The volcanic eruption near Eyjafjallajokull glacier has been making headlines all week. The ash cloud has closed airspace over much of Europe and the longer the volcano erupts the more of a maintenance nightmare it becomes. We hope everyone had the opportunity to read our blogs and check out our website, but just in case you did not have the time to see our blogs and voter links as they were published, we have summarized them for you here. Please enjoy them and be sure to check back for new articles during the week. You can find a complete listing on the Mintek Blog.
The potential inspection and preventive maintenance issues from the volcano has propelled our post Escaping The Volcanic Cloud By Jump Starting Preventive Maintenance into the number one spot this week. The article discusses how the ash cloud can cause damage to virtually any industry. As a result preventive maintenance tasks are at all time high across the path of the cloud. The final blog of the week examines the current trends developing in the EAM/CMMS arena and how vendors are reacting to meet the needs.
Author: Stuart Smith
Natural events such as volcanic eruptions can create havoc for places in the path of ash cloud. But these ash clouds are not ordinary, they are composed of very fine silicon based particulates. For air traffic flying a plane through the debris would be to subject the aircraft to a sandblasting stripping the plane of paint, countless puncture holes and most importantly possible disabling the aircraft in flight. The reason is the silicon based particles will melt in the engine and then resolidify (like pouring wet cement into the engine). As the ash settles along the wind path, anything and everything mechanical or sun dependent will need to be checked from HVAC to automobiles to greenhouses.
Key Point: The dust is coming and this means inspections and preventive maintenance must be at an all time high. The impact of the ash is far more than a simple dust covering.
Author: Stuart Smith
This article looked at the top EAM/CMMS trends examined by PlantServices.com in their recent article 2010 CMMS/EAM Review. Each of the ten trends was reviewed and additional information/analysis was provided. In summary the hottest trends are of course going green, mobile technology and increased visibility. It is important to note that each organization is different and operated in a different environment, therefore no model can fit all needs. EAM planning is a process that requires considerable thought.
Key Point: The driving force behind the trends is the result of increased visibility of maintenance management. The impact that an EAM/CMMS can make to a bottom line can be the difference between company survival and closing operations.
Read Relevant Articles That We Found Last Week
But wait there is more. We have found several more articles that you might find to be interesting on. The 5 best this week are:
Author: Ralph Rio, ARC Advisory Group
Ralph discusses the complexities of utility maintenance management issues in particular some of the things that impact Maintenance Repair and Operations (MRO) such as poor inventory control, vendor management as well as the aging of facilities.

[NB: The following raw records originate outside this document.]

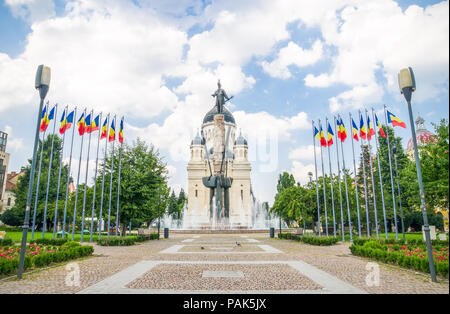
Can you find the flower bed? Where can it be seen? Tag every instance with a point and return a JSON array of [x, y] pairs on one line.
[[40, 255], [321, 241], [406, 255]]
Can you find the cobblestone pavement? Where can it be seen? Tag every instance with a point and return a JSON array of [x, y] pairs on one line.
[[335, 260]]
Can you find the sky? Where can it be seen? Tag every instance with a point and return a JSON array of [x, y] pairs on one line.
[[286, 63]]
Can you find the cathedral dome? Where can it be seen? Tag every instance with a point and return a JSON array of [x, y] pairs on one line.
[[209, 117], [423, 136], [240, 140]]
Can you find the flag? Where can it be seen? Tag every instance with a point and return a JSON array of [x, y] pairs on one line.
[[323, 141], [112, 132], [343, 130], [355, 130], [379, 127], [395, 121], [43, 119], [87, 124], [63, 124], [371, 130], [69, 120], [338, 123], [362, 129], [95, 124], [121, 132], [330, 135], [104, 129], [81, 125]]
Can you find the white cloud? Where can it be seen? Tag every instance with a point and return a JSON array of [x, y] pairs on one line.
[[292, 54], [31, 10], [305, 153], [300, 171], [377, 38]]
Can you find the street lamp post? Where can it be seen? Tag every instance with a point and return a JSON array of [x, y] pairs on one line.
[[407, 86], [42, 83], [159, 215], [310, 174], [394, 151], [279, 190]]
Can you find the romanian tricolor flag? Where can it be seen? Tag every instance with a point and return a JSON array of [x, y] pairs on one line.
[[378, 124], [63, 124], [394, 120], [121, 132], [323, 141], [355, 130], [371, 129], [47, 118], [87, 123], [330, 135], [81, 125], [95, 124], [341, 130], [43, 119], [362, 128], [112, 132], [104, 129]]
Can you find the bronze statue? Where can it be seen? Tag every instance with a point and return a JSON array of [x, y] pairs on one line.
[[221, 97]]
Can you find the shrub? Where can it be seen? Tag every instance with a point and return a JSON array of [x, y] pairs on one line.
[[117, 241], [55, 242]]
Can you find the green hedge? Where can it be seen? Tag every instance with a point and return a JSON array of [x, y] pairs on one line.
[[54, 242], [320, 241], [44, 259], [117, 241], [6, 242]]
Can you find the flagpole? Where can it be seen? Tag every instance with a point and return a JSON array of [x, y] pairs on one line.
[[371, 175], [110, 184], [118, 181], [346, 189], [78, 181], [59, 177], [356, 183], [324, 185], [103, 180], [365, 179], [339, 181], [85, 179], [392, 179], [317, 183], [95, 180], [44, 221], [68, 173], [399, 197], [331, 180], [381, 179], [37, 186]]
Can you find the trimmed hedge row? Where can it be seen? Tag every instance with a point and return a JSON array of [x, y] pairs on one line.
[[320, 241], [413, 242], [44, 259], [55, 242], [127, 240], [414, 262]]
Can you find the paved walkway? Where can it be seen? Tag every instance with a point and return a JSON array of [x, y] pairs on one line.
[[230, 263]]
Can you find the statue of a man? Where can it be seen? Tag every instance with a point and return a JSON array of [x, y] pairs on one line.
[[221, 97]]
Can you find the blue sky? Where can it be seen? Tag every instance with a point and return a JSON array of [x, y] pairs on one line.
[[286, 63]]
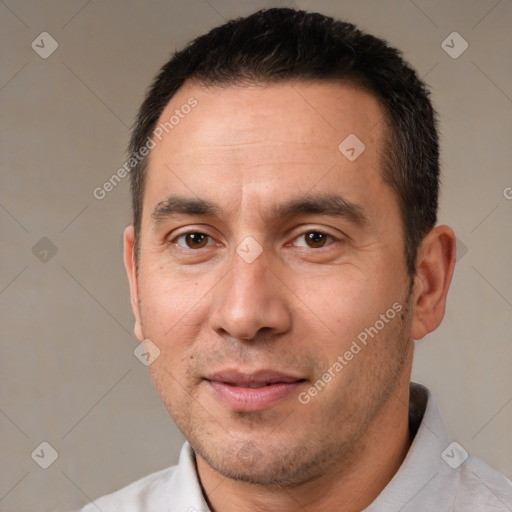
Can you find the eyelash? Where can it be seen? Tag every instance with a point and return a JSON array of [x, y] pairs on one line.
[[317, 232]]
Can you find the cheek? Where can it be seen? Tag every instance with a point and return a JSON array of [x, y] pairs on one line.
[[172, 307]]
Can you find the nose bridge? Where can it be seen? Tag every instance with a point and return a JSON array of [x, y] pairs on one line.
[[249, 299]]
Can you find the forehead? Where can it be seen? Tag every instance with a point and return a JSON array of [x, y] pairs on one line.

Key Point: There is a direct correlation between uptime and profitability. Utility management needs to manage the numbers more effectively.
Author: Gordon Sharp
This article discusses the difference between conventional building ventilation procedures that rely on pulling in outside air based upon expected occupancy levels versus demand control ventilation (DCV). The newer DCV method can increase energy savings by monitoring CO2 levels and then making adjustments.

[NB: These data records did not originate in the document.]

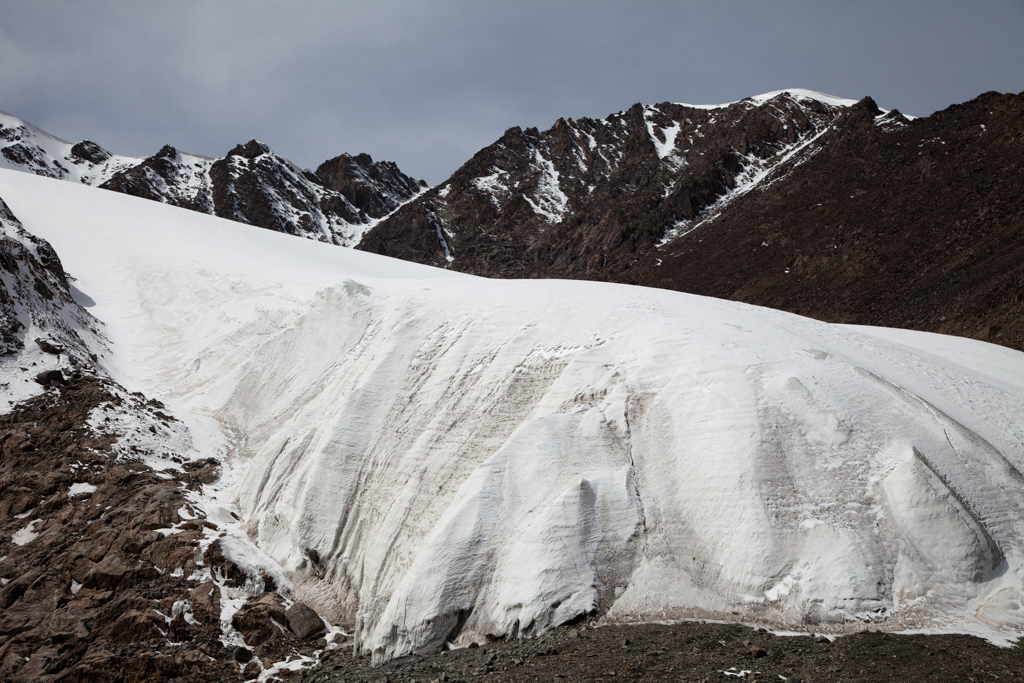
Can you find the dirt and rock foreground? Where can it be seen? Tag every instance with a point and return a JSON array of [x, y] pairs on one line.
[[104, 593]]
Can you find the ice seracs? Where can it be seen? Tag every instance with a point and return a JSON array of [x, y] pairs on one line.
[[432, 456]]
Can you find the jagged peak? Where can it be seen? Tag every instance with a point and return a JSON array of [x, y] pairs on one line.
[[250, 150]]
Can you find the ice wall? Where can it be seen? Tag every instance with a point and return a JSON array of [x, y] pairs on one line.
[[442, 457]]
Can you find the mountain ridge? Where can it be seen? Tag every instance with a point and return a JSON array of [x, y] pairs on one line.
[[250, 184]]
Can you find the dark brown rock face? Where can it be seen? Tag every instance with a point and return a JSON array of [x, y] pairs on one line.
[[376, 188], [843, 214], [254, 185], [34, 290], [915, 225], [100, 577]]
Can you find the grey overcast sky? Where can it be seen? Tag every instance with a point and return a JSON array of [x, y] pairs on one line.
[[428, 83]]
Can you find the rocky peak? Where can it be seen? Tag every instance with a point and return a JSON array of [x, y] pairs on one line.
[[90, 152], [376, 188], [250, 150]]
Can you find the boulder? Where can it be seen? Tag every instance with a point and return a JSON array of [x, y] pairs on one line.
[[303, 622]]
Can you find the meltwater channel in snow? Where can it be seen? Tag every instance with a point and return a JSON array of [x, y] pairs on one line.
[[434, 456]]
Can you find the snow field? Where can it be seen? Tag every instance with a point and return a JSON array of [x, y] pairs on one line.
[[434, 456]]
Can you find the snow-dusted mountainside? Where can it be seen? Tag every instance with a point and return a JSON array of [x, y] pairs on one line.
[[638, 178], [251, 184], [433, 456], [44, 331], [798, 201]]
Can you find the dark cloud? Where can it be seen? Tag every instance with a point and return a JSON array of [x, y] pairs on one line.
[[427, 84]]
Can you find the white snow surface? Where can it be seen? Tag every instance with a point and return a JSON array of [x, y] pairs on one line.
[[798, 93], [504, 456]]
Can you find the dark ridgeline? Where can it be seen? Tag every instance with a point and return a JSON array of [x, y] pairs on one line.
[[855, 216], [846, 214]]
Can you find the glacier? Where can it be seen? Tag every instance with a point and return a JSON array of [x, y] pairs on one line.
[[431, 456]]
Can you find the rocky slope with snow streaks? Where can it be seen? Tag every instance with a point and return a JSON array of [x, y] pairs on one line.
[[436, 457], [251, 184]]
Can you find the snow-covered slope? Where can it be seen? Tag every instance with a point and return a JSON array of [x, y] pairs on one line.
[[438, 456], [26, 147]]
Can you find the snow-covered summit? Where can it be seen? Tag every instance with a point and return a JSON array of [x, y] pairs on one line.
[[251, 184], [797, 93], [433, 456]]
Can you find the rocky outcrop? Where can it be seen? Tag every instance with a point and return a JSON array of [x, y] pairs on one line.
[[842, 213], [251, 184], [36, 299], [376, 188], [590, 198]]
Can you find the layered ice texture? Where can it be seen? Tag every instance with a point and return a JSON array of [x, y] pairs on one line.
[[433, 456]]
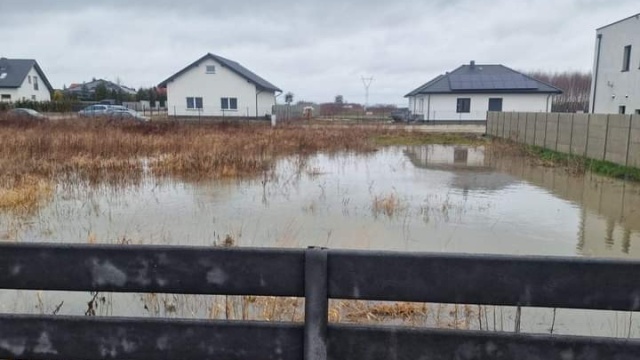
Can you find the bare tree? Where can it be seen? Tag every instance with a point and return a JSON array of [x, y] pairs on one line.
[[575, 85]]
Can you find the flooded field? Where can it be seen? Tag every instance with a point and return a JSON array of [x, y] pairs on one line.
[[434, 198]]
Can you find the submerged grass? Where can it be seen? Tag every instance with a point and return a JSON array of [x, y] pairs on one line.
[[24, 194], [579, 164]]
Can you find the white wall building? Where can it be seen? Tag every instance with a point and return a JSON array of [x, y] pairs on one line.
[[23, 79], [468, 92], [215, 86], [616, 68]]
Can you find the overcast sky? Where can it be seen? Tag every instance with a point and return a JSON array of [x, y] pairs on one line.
[[315, 49]]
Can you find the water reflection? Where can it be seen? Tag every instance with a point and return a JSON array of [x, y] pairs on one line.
[[609, 209], [445, 198]]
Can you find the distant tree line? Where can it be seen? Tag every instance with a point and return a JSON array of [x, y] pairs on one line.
[[576, 87]]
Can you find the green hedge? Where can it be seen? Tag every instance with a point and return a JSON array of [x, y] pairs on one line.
[[45, 106]]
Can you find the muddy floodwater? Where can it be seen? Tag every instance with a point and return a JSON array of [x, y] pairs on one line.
[[427, 198]]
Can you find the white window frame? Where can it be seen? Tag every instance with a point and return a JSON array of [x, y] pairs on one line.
[[228, 107], [194, 103]]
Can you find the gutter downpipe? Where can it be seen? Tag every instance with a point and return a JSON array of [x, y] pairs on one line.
[[595, 76], [257, 92]]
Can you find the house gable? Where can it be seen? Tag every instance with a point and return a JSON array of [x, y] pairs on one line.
[[14, 73], [477, 79], [260, 83]]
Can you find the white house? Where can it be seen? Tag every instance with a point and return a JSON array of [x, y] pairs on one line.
[[616, 68], [468, 92], [23, 79], [215, 86]]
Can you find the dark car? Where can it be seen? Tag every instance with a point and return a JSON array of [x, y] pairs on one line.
[[94, 110], [125, 114], [401, 115], [27, 114]]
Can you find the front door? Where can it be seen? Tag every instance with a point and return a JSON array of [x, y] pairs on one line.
[[495, 104]]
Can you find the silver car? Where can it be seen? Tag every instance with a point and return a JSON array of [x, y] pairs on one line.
[[95, 110], [121, 112]]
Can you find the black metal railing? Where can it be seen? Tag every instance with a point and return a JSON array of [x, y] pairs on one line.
[[317, 275]]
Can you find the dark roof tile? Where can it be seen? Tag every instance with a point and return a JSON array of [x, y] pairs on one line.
[[233, 66]]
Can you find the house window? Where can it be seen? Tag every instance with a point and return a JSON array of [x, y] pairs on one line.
[[464, 105], [495, 104], [194, 103], [626, 58], [229, 103]]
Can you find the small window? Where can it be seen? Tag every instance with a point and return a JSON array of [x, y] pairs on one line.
[[194, 103], [495, 104], [626, 58], [229, 103], [464, 105]]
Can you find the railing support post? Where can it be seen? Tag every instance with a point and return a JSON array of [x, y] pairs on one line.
[[316, 307]]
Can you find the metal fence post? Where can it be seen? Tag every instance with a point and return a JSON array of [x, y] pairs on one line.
[[557, 131], [316, 307], [546, 123], [573, 116], [586, 142], [535, 129], [606, 139]]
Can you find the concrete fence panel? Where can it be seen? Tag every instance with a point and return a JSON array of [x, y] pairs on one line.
[[565, 133], [597, 136], [579, 134], [551, 142], [508, 123], [617, 139], [491, 123], [522, 127], [614, 138], [513, 126], [541, 129], [530, 132], [634, 142]]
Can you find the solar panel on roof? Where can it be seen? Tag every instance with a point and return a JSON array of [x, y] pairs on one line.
[[490, 82]]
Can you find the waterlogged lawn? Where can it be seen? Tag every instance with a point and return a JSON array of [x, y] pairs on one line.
[[438, 198]]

Key Point: Many current building are being over ventilated resulting in energy inefficiencies which can be avoided using DCV combined with good maintenance practices of monitoring the sensing equipment.
Author: Jeff Shiver
Jeff describes the importance of recording accurate information when performing inspections, preventive maintenance and work orders. Poor data collection can result in stop-gap fixes not being revisited as well as a loss of know-how as aging workers retire.
Key Point: All maintenance should be well documented in order to develop a reliable database of work performed.
Authors: Jeff Shiver
The second article by Jeff to be included this week. This article looks at 11 preventable losses that should have the attention of maintenance or operations managers. Root causes of the losses range from poor maintenance practices to a failure to plan resources correctly. For plants these losses were categorized into 4 areas: planned shutdown, downtime, performance efficiency and quality losses.
Key Point: Review your maintenance practices for planning and procedures. All downtime costs money but the impact can be minimized if managed correctly
Authors: Jayant R Row
Mr. Row explains that the advantages of implementing a CMMS can be negated if the organization does not 1) understand why there is a need (buy-in), 2) if there is inadequate training and 3) poor vendor selection. In addition, a CMMS is only as good as the output it provides.
Key Point: Implementing a CMMS requires the same thought process as implementing any major tool. Buy-in, training, designed use and results are critical to success.
What We Learned This Week
Week after week the growing importance of maintenance management is increasing in visibility. From plants to utilities to agriculture, inspections, preventive maintenance and work order management continue to define the future success of organizations. When implemented properly, knowledge is maintained, profitability is increased but more importantly (this week) there is enhanced flexibility to react to natural occurring events such as the potential impact of the ash clouds from volcanoes.